Installation and quick start

HDRFS is a single Python program, with one dependency (fusepy) which is available in Ubuntu 17.04 and above:

# apt install python3-fusepy

Alternatively, you can get fusepy from here: https://github.com/terencehonles/fusepy. If you don't want to install fusepy, you can just download fuse.py save it as fusepy.py in the same directory as hdrfs.py.

Once fusepy is installed, download hdrfs.py and launch it like this:

$ ./hdrfs.py /path/to/mount/point

By default, it will create Log and Index files in the current directory. This can be changed using options. View all options as follows:

$ ./hdrfs.py --help

Non-features

• HDRFS does not compress data. If you wish to compress your data, use an underlying filesystem which supports compression (such as btrfs), or compress the volume files manually (this will take them offline - you must uncompress them before HDRFS will be able to read from them).

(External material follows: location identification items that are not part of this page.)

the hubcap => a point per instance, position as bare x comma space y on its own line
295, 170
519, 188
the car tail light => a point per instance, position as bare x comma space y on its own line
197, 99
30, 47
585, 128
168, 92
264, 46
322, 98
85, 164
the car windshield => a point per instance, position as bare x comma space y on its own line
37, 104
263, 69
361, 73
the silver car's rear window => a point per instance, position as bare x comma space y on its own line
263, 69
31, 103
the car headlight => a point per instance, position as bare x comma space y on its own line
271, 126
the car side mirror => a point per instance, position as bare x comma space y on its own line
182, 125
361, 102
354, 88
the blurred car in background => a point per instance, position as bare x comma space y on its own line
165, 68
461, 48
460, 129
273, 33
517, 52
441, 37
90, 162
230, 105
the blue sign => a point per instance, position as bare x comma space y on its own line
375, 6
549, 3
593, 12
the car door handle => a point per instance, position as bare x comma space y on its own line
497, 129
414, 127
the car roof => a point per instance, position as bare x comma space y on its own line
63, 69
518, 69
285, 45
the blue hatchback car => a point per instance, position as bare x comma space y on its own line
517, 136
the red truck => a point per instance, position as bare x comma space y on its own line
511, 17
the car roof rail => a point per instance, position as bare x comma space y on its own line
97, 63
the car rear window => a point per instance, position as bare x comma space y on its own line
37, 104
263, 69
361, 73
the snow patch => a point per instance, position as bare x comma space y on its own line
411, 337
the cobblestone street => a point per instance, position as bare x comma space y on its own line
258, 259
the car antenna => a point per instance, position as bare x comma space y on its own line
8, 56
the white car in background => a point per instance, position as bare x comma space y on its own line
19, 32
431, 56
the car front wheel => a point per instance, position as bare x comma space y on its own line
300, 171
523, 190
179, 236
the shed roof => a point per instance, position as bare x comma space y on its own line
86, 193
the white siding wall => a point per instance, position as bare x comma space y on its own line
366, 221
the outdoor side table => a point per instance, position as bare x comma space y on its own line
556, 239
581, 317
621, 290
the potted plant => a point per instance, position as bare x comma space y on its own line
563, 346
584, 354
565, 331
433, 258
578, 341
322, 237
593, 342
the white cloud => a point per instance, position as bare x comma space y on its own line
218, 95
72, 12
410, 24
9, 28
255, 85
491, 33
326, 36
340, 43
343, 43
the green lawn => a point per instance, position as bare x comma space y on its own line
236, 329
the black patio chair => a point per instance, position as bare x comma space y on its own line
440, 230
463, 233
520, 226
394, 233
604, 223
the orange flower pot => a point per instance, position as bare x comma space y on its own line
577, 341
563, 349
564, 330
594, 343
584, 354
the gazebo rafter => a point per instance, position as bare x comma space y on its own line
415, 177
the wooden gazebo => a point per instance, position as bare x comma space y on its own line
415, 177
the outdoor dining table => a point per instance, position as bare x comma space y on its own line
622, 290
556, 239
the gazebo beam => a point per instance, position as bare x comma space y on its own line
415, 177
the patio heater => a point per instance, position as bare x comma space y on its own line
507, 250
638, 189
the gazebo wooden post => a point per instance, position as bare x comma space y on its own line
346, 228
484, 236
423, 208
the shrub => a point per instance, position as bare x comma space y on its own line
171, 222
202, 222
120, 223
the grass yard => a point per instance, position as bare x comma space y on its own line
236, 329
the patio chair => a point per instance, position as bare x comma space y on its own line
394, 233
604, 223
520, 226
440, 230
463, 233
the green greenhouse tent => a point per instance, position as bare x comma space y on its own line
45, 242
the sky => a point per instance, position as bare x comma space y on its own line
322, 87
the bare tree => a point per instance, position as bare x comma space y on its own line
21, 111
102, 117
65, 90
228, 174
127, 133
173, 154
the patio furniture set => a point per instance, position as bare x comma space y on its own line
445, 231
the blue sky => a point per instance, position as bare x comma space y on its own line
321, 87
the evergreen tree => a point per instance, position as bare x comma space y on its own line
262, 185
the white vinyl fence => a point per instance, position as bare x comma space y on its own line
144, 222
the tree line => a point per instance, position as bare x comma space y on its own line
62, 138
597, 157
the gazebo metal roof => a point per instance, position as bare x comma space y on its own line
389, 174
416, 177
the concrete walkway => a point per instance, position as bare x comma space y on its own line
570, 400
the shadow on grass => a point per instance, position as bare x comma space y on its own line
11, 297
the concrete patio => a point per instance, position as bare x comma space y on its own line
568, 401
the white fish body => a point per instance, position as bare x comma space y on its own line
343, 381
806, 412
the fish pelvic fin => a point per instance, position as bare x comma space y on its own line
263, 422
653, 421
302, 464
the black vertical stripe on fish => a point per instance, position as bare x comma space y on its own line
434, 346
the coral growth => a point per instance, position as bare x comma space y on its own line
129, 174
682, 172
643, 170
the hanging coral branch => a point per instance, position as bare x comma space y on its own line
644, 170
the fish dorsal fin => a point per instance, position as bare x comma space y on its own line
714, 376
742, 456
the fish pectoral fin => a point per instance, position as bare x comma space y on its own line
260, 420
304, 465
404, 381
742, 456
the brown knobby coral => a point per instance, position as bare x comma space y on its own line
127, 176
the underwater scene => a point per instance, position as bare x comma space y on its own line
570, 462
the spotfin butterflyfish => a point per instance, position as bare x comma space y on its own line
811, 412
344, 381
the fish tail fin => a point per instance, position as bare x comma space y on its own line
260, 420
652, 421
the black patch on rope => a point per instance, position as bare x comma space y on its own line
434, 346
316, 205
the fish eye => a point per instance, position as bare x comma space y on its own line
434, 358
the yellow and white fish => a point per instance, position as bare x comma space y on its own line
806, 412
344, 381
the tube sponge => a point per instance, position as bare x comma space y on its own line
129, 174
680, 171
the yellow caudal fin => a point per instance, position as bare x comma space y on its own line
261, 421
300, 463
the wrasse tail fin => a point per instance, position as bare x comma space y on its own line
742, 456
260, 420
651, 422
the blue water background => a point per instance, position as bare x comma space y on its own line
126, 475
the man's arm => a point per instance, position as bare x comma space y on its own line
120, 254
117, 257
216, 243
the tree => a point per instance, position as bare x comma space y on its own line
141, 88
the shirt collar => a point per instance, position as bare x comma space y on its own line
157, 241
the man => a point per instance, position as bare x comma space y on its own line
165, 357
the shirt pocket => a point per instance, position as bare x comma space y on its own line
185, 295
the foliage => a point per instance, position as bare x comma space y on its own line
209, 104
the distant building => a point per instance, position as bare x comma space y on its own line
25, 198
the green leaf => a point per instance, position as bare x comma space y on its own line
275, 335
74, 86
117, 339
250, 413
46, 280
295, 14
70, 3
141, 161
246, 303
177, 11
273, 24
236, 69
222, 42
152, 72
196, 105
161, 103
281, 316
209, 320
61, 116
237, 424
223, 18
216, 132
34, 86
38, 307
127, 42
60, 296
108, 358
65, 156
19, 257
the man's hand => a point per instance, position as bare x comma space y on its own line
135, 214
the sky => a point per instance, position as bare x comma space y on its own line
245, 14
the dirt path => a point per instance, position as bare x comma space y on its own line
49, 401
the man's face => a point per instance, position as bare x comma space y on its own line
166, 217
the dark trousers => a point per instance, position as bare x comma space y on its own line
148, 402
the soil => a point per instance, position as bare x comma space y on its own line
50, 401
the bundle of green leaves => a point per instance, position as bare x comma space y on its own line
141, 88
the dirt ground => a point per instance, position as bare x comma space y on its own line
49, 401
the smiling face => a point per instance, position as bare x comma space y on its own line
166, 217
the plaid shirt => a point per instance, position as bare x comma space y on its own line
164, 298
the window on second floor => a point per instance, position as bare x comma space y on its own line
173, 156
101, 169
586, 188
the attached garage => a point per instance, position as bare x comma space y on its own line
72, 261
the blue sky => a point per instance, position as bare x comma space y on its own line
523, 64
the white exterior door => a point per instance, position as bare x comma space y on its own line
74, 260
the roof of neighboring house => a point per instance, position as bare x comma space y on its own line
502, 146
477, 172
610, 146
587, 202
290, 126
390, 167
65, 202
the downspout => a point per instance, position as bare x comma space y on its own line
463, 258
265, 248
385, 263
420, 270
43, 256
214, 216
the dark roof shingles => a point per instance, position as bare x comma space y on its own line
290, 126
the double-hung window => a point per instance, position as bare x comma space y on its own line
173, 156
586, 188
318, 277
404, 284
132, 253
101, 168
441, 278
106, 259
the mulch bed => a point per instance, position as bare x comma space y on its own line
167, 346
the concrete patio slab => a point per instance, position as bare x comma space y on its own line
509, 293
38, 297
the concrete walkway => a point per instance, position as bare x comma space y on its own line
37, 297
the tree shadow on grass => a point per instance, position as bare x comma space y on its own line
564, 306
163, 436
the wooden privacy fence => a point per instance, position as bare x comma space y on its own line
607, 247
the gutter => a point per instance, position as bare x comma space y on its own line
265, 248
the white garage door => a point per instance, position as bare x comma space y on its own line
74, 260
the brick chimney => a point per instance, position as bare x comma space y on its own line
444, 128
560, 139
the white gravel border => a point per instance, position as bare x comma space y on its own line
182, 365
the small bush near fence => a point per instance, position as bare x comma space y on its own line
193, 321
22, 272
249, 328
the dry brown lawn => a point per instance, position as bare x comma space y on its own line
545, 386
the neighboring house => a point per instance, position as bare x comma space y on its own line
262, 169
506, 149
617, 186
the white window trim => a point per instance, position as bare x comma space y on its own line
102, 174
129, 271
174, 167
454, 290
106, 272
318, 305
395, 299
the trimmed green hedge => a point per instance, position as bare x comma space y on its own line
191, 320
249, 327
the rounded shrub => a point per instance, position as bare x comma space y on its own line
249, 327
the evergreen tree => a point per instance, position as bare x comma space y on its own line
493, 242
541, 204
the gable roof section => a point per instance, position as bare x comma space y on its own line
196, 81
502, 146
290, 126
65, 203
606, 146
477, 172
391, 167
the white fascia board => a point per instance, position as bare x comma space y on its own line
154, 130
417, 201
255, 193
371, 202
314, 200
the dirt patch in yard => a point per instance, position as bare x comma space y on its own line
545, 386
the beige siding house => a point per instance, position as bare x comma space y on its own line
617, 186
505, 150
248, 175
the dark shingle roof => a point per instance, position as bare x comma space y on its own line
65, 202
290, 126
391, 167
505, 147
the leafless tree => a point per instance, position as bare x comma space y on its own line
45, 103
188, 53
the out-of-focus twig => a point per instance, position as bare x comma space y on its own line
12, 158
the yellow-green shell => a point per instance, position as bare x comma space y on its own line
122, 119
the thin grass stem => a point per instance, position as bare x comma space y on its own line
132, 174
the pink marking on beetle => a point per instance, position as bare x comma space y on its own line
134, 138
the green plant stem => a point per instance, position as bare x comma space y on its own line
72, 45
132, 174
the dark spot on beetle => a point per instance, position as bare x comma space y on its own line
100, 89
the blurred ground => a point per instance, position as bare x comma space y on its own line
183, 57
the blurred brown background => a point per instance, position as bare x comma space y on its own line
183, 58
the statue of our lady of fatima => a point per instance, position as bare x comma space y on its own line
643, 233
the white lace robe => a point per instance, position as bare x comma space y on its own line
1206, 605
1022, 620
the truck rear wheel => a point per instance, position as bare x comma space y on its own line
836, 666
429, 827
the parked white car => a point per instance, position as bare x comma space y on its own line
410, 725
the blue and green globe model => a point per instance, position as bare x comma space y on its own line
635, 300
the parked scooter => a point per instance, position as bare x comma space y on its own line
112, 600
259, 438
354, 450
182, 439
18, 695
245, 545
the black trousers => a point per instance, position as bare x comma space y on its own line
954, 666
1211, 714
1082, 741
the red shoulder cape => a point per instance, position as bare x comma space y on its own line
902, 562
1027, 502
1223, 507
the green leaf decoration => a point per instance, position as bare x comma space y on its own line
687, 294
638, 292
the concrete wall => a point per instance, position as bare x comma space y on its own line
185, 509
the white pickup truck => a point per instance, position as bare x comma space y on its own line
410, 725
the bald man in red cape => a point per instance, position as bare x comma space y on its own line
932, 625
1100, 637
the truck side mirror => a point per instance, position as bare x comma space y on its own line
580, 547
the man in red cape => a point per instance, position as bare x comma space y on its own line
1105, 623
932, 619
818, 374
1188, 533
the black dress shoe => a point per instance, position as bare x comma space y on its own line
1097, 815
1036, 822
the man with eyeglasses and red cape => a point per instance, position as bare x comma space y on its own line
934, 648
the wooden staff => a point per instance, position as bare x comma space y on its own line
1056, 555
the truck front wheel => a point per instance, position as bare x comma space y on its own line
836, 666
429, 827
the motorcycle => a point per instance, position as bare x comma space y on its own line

• HDRFS does not encrypt data. If you wish to encrypt your data, use an underlying filesystem which supports encryption, or take the volume files offline and encrypt them using another tool. If you have a strong need for data security, you should consult a security professional.

• HDRFS does not store parity data. Thanks to the use of checksums, data corruption in an HDRFS volume can be detected - but it cannot be fixed. Instead, HDRFS relies on its underlying filesystem to provide RAID-like features.

• HDRFS does not enforce permissions checks. Permission bits, owners, and groups are recorded faithfully, but not used to grant or deny access.This means you can chown or chmod a file to whatever you like. This non-feature is consistent with HDRFS being a single-user personal filesystem. HDRFS makes no attempt to support locking.

• HDRFS is not a high-performance multi-user filesystem. Although you could run a database server on it, performance may be problematic. Any application which writes and overwrites lots of transient data is likely to generate unmanageably large and useless Log files.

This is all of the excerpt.